This article is published in Aviation Daily part of Aviation Week Intelligence Network (AWIN), and is complimentary through Nov 26, 2024. For information on becoming an AWIN Member to access more content like this, click here.
PARIS—Thales is investigating the use of a neural network combined with a certified conflict detection system to help prevent aircraft from flying too close to one another in a given airspace.
The emergence of such a hybrid artificial intelligence (AI) system in air traffic management (ATM) could relieve pressure on air traffic controllers, who would ultimately decide whether to use a proposed resolution advisory. It could also improve avoidance trajectories, for instance, by making them shorter. Such a system might enter service around 2030, after more development and certification work is conducted.
Under the conventional procedure when a trajectory conflict—or potential loss of separation—is identified, the air traffic controller steps in and identifies a new trajectory. They provide the crew with an instruction, or clearance, to alter their flightpath and avoid the conflict. Simultaneously, controllers make sure they avoid conflicts with other aircraft in the same airspace.
Regulations call for maintaining separations of 5 nm horizontally and 1,000 ft. vertically—some variations may apply. “When traffic is very dense, this can be quite stressful,” Thales Airspace Mobility Solutions chief data scientist Andrei Purica said at the AI Applications In Aeronautics, Defense and Space conference organized by the Air and Space Academy here Nov. 13-14.
Thales already offers an automated resolver. Based on classical research algorithms, it works in the background, looking for an alternative trajectory, Purica said. The resolver shares the result with the controller, who may decide to use it or do something else.
The current model has limitations, however. Due to computational power limits, it cannot analyze every single solution in the background. It may thus miss some, Purica pointed out.
Thales is thus exploring AI and, more specifically, reinforced learning. The approach gives more exhaustive and faster results and includes cost functions—the benefits and drawbacks of each solution. It can take into account criteria such as CO2 emissions and contrail reduction, Purica adds.
Among the limitations of AI for ATM, safety concerns rank first. The system cannot provide a solution guarantee, and a solution may be difficult to explain. “In accuracy, 99% is not enough,” Purica said.
Hence Thales’ idea for a hybrid approach, combining AI and symbolic calculations. “If a conflict is detected, we ask the neural network what he thinks of a certain option with respect to a certain cost function,” Purica said. “We look at rewards and penalties. In a flightpath’s deviation, the neural network may suggest a range of angles is better.” The classical tool then focuses the search and gives the controller a validated solution. To train the AI model, Thales relied on 20-30 min. ATM scenarios and ensured it was learning from failures, Purica said. The experiment was deemed successful. “We ran the system for several days,” he said. “After 15 million clearances, the system began to understand and started to maximize the cost function we provided. After 20 million clearances, it not only solved 99% of the problems, it reduced the average length of the trajectories.”

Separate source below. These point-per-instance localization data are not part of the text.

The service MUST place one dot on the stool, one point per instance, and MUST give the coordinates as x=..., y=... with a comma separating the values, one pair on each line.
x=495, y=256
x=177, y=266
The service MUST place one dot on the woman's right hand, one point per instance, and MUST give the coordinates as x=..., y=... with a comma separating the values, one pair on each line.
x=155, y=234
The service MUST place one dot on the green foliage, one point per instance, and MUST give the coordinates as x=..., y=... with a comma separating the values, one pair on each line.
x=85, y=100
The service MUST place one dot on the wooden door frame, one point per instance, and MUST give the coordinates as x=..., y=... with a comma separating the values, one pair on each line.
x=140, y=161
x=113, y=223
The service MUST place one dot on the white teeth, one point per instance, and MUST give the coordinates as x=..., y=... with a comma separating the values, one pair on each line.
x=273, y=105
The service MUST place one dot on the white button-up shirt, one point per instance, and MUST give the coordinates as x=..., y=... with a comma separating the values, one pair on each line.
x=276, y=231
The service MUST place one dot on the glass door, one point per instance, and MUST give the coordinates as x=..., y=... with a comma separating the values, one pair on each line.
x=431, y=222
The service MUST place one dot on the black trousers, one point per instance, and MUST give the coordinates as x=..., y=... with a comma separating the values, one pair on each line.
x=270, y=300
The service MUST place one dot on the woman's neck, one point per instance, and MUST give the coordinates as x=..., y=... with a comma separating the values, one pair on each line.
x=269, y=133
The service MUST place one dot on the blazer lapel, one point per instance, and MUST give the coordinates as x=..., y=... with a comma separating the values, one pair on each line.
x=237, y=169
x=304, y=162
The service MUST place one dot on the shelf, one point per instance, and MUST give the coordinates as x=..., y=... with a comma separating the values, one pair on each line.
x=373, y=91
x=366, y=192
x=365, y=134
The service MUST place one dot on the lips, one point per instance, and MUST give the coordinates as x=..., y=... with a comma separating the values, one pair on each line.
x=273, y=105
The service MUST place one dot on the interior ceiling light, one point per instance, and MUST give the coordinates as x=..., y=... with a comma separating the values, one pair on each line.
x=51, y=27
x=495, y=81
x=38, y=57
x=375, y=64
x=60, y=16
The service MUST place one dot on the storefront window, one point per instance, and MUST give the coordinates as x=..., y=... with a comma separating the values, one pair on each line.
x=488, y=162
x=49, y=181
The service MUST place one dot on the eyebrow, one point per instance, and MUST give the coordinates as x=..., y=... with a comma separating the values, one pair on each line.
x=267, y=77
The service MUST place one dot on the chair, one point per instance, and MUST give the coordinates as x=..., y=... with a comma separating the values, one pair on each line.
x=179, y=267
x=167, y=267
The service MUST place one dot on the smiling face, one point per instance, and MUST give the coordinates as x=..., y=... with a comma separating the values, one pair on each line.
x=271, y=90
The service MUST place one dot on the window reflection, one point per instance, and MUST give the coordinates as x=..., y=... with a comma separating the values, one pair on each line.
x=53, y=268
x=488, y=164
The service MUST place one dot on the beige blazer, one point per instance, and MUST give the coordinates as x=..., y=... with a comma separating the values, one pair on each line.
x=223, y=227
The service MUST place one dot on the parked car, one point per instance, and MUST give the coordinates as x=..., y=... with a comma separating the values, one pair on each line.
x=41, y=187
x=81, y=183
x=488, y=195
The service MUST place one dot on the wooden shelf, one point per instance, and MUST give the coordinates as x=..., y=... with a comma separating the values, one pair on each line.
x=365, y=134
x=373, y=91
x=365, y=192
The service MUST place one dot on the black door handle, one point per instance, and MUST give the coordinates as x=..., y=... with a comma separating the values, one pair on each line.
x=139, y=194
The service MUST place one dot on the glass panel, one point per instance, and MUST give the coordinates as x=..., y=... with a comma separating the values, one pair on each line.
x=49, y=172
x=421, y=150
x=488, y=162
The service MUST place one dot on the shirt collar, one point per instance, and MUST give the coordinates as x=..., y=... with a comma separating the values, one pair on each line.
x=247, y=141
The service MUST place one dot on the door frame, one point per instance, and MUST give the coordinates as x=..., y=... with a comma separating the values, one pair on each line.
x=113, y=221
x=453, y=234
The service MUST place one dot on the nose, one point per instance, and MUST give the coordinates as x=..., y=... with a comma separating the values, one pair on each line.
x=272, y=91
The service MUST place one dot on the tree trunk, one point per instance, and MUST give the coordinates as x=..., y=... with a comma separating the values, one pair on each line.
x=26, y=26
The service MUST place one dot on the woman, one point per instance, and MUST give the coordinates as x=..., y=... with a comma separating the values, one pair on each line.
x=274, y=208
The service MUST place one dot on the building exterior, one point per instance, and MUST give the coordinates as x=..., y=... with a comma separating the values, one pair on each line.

In real life, the medium-term conflict detection system—an existing certified module—would validate the AI tool’s suggestion. Purica anticipates it may take 5-7 years before such a system is put into operation. Thales tested the AI part of the system with controllers, who found it acceptable—sometimes acting like a novice controller, sometimes proficient. The company’s engineers hope to experiment with the hybrid approach in the near future, Purica said.